Influence of Angiotensin-Converting Enzyme Polymorphism on Neuropsychological Subacute Performance in Moderate and Severe Traumatic Brain Injury

Mar Ariza, Ph.D., Maria del Matarin, Ph.D., Carme Junqué, Ph.D., María Mataró, Ph.D., Immaculada Clemente, Ph.D., Pedro Moral, Ph.D., María Antonia Poca, M.D., Ph.D., Angel Garnacho, M.D., Ph.D. and Juan Sahuquillo, M.D., Ph.D.

Received November 5, 2004; revised February 15, 2005; accepted March 11, 2005. From the Department of Psychiatry and Clinical Psychobiology, University of Barcelona, Barcelona, Spain; the August Pi i Sunyer Biomedical Research Institute (IDIBAPS), Barcelona Spain; the Department of Animal Biology, University of Barcelona, Barcelona, Spain; the Department of Neurosurgery and Neurotraumatology Intensive Care Unit, Vall d'Hebron University Hospital, Autonomous University of Barcelona (UAB), Barcelona, Spain. Address correspondence to Dr. Ariza, Department of Psychiatry and Clinical Psychobiology, University of Barcelona, IDIBAPS C/Casanova, 143 08036 Barcelona; marizago7{at}docd4.ub.edu (E-mail).

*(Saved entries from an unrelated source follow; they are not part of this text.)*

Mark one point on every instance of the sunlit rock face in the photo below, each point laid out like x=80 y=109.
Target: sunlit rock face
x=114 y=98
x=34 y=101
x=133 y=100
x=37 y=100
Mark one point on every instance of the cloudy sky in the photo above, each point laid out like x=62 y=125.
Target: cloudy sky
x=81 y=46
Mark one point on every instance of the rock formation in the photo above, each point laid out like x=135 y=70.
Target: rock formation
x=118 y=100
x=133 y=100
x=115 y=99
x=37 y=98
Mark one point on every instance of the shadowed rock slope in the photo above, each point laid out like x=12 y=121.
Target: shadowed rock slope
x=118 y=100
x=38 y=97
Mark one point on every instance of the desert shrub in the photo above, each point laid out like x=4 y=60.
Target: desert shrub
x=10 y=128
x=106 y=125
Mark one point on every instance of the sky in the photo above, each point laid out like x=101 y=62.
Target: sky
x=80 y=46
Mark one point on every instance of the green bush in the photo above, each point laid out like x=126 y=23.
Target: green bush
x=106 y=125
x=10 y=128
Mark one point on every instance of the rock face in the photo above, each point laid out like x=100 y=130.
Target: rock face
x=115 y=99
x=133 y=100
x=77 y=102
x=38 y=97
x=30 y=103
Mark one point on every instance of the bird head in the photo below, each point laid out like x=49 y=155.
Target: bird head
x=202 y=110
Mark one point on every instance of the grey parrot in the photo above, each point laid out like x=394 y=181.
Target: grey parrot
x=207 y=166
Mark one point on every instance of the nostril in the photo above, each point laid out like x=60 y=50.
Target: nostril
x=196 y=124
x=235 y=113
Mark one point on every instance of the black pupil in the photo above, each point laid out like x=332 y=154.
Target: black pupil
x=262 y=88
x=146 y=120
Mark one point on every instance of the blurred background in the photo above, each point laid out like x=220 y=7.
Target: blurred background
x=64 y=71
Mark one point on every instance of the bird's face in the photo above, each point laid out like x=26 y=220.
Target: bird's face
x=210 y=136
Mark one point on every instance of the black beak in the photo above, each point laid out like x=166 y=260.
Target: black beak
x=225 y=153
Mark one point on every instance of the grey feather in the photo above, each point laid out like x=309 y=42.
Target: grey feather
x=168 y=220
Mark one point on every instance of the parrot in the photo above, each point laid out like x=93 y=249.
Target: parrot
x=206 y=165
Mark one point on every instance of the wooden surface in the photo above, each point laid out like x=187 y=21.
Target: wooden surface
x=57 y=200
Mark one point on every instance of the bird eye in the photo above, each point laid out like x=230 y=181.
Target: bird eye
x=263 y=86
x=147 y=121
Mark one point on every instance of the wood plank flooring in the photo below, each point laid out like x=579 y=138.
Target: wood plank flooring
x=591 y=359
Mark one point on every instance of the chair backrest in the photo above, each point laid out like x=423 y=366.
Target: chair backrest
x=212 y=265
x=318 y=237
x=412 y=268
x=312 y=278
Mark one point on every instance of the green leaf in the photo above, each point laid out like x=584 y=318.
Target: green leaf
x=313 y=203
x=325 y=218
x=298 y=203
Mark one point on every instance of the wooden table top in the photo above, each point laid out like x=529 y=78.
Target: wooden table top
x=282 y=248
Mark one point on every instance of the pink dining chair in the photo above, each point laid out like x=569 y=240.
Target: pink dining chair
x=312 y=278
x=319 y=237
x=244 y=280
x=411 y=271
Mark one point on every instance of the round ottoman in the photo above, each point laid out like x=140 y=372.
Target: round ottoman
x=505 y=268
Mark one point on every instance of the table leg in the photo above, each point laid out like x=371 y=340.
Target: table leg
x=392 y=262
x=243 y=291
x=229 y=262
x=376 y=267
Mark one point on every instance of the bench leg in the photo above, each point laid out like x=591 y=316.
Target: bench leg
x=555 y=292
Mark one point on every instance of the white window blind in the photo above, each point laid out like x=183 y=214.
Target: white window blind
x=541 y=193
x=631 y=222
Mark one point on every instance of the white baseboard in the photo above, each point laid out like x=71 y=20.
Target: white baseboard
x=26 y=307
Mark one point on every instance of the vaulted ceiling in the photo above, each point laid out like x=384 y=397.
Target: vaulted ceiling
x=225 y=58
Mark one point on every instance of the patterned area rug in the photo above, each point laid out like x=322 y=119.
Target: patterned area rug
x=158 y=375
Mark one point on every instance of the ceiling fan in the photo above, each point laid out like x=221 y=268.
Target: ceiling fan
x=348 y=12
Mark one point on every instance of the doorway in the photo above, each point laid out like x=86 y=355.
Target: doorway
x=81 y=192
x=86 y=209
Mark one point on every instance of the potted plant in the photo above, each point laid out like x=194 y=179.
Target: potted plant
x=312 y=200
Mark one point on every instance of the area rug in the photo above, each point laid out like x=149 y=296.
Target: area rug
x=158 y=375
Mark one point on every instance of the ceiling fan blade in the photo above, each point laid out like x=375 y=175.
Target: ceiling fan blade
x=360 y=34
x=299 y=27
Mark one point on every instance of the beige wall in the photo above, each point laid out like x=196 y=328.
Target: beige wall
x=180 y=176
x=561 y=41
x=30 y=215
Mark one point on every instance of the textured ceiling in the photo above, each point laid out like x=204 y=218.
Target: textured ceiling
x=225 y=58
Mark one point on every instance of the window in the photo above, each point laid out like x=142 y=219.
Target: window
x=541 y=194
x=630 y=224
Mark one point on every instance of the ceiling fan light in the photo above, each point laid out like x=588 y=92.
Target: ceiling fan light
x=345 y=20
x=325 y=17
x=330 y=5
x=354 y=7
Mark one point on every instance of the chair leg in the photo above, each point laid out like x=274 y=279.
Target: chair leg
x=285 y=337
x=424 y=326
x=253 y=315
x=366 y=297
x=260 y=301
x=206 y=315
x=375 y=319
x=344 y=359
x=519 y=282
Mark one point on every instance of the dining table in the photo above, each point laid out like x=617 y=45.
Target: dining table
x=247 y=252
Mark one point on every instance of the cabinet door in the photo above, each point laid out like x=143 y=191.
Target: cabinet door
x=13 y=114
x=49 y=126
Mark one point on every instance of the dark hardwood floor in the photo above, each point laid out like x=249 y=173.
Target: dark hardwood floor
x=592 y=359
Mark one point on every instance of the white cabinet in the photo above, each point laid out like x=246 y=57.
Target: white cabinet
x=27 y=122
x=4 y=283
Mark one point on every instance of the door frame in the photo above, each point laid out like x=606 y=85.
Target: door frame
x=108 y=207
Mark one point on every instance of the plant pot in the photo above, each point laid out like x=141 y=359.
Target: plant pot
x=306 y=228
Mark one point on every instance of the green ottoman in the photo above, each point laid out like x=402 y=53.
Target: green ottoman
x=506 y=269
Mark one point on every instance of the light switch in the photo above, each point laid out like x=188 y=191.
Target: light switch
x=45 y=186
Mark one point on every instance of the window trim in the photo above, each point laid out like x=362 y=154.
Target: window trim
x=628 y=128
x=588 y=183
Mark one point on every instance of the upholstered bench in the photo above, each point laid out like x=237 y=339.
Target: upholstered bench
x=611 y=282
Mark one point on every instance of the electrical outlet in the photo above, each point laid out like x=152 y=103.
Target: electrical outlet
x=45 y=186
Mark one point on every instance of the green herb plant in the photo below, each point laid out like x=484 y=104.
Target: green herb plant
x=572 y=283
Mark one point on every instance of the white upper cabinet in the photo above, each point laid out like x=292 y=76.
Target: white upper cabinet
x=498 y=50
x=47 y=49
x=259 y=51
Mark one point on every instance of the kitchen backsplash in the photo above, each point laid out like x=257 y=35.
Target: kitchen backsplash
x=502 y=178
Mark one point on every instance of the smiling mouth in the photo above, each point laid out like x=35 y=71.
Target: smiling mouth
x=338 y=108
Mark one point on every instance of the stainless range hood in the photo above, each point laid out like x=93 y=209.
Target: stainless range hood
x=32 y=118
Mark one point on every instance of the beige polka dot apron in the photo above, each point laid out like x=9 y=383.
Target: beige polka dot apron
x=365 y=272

Traumatic brain injury (TBI) frequently results in cerebrovascular lesions that may increase secondary damage and cause neuropsychological impairment. Previous studies suggest an association among the insertion/deletion (I/D) polymorphism of the angiotensin-converting enzyme (ACE), cardiovascular disease, and cognitive performance. Clinical and experimental studies have demonstrated the beneficial effects of ACE inhibitor treatment on vascular injury, hypertension, brain ischemia, and cognitive functioning. In a sample of 73 moderate and severe TBI patients, the authors assessed whether cognitive sequelae differed in relation to the ACE I/D polymorphism. D allele carrier patients performed worse than those with I/I polymorphism on tests involving attention and processing speed. Findings suggest that the physiopathological changes associated with TBI may have greater consequences in ACE D allele carriers.